Qual a origem de sua semente a ponto de espocar nesse local?

Mas, nesses campos com essa vegetação arbustiva, com os juás em profusão, sempre era surpreendido pelas borboletas azuis. Se bem me lembro, grandes que iam se aproximando brilhando sob o sol. Esvoaçavam ali e aqui e saiam em busca das raras flores para cumprir sua missão de polinizar as que encontravam.

Eu não posso esquecer, porém, que encostadas nos muros daquelas casas humildes em ruas de terra batida proliferavam dálias enormes e as flores amarelinhas das giestas. Não tenho mais visto essas belezas. A última giesta encontrei um dia em Campos do Jordão. Consegui as sementes, elas brotaram mas não vingaram. Talvez prefiram locais mais frios porque agora tudo mudou...

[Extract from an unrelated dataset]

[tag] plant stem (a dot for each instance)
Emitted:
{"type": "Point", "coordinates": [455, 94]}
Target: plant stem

As borboletas azuis nunca saíram dos meus encantos a partir da infância.

E parece que não somente comigo esse encanto com elas.

Há pouco relembrei ao acaso o belo poema, “Meus oito anos” de Casimiro de Abreu que no trecho duma estrofe, diz:

(…)

Correndo pelas campinas

A roda das cachoeiras,

Atrás das asas ligeiras

Das borboletas azuis!

Aqui no meu pequeno quintal esvoaçam borboletinhas brancas e amarelas, bem-vindas mas que não têm o encanto daquelas azuis de tamanho exuberante.

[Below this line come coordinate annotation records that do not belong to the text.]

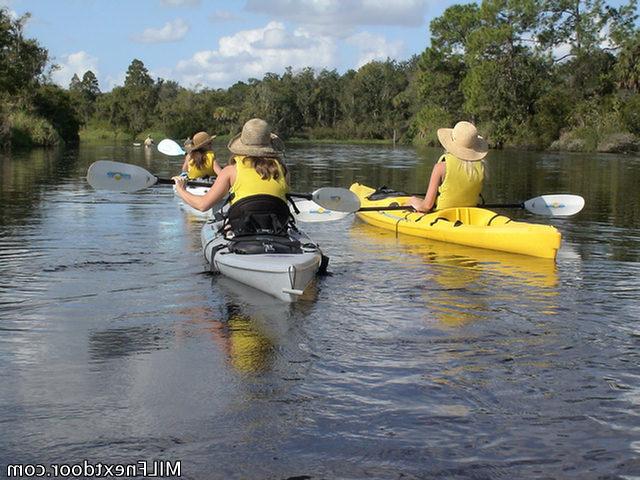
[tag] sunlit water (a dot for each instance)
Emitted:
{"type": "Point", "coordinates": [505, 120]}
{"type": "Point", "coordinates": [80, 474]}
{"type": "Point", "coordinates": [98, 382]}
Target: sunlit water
{"type": "Point", "coordinates": [413, 359]}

No dia do sepultamento do meu generoso irmão, há alguns meses, no magnífico Cemitério Horto da Paz, em Itapecerica da Serra, no qual a ecologia é ponto de referência ali, não tendo ido ao ato final da entrega do seu corpo ao túmulo, acompanhando enquanto isso o suave nadar das carpas beirando canteiros — lá não há moedas atiradas na água que poderiam colocá-las irresponsavelmente em risco — meditava como muito tenho feito, sobre esses mistérios todos da vida e do Universo não escondendo, intimamente, minhas angústias … e, então, no meio das flores eis que brilhou ao sol bem na minha frente, por um instante… uma borboleta azul!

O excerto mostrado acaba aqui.